In response to the challenges posed by inflation, the government of Brebes Regency has implemented various measures to mitigate its effects on essential goods prices. These efforts include monitoring price trends, implementing price control mechanisms for basic commodities, and collaborating with local producers to ensure a stable supply of essential goods at affordable prices. Additionally, the government has focused on enhancing public awareness of inflation’s impact.

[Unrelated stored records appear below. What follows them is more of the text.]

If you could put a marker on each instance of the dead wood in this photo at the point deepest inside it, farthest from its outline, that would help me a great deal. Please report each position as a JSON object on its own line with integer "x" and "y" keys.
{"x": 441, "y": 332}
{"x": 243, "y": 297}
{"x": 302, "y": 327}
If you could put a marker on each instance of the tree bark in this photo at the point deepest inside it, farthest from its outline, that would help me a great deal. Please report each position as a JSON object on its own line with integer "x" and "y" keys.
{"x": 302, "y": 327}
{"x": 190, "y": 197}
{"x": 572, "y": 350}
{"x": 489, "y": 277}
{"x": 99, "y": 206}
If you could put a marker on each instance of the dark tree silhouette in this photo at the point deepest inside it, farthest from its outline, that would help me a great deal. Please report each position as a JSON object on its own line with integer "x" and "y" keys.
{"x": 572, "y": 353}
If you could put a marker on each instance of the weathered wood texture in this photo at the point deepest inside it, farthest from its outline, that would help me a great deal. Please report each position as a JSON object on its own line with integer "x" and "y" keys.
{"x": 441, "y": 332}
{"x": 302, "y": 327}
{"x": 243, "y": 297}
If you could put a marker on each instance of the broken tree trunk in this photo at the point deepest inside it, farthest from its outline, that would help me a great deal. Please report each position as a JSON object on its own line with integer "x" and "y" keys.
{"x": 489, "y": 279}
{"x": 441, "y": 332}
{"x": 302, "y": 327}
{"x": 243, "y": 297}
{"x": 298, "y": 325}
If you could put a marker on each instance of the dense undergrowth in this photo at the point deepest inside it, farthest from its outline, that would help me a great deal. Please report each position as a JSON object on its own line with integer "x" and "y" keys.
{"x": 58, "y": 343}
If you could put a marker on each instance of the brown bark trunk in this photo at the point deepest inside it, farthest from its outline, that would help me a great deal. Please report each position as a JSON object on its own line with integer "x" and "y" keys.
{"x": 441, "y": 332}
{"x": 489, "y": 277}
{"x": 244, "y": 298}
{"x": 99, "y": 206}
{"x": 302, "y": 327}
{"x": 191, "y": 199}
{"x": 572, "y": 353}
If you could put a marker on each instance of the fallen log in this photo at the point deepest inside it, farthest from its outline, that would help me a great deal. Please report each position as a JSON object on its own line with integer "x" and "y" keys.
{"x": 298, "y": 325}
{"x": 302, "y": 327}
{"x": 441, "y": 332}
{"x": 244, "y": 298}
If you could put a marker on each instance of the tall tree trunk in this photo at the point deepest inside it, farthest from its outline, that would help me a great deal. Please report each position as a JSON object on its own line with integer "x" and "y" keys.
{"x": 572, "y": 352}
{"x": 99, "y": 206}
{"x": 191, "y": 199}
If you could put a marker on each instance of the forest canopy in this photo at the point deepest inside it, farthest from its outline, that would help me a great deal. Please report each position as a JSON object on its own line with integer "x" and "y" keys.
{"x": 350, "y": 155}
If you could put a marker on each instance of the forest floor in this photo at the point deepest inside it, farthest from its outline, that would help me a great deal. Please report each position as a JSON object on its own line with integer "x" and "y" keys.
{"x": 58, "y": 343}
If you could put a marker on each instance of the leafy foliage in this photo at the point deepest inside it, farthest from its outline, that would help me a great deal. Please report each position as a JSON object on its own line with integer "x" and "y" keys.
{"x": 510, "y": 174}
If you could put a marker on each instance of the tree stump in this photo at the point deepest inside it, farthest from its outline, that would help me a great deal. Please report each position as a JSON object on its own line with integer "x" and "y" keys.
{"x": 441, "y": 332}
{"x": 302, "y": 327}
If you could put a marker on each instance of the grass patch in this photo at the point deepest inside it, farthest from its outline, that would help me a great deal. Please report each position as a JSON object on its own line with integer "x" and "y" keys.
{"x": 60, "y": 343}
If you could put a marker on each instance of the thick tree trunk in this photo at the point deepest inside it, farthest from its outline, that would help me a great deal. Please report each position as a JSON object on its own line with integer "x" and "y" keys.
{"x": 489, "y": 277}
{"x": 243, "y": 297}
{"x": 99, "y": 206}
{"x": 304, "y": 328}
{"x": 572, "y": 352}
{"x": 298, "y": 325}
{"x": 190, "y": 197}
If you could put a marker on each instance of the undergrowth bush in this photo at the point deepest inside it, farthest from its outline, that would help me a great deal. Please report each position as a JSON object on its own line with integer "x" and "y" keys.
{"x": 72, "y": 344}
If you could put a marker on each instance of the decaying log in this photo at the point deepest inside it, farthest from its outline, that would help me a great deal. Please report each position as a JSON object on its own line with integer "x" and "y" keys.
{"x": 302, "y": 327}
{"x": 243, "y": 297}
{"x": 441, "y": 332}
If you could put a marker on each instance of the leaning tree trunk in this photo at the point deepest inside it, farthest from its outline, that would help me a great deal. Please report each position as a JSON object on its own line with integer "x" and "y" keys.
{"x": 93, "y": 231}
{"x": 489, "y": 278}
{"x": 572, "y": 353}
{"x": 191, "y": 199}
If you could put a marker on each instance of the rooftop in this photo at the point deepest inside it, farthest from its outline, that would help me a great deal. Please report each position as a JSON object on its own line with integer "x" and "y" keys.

Overall, the concerted efforts of the government of Brebes Regency reflect a commitment to tackling the complexities of inflation and maintaining economic stability for its residents. By implementing proactive measures to address inflation’s impact on essential goods prices, the government aims to foster a conducive environment for sustainable economic growth and ensure the well-being of its citizens. Prioritizing price stability and addressing inflationary pressures are integral components of Kabupaten Brebes’ economic strategy to promote prosperity and resilience in the face of economic uncertainties.
ACKNOWLEDGMENT
The authors would like to express their sincere gratitude to the Regional Development Planning, Research, and Development Agency (Bapperlitbangda) of Brebes Regency and the Economic Division of the Brebes Regency Secretary General for their invaluable support in facilitating the completion of this research. Their guidance, resources, and collaboration were instrumental in ensuring the success of this study. We are deeply appreciative of their contributions and commitment to promoting research and development in Brebes Regency.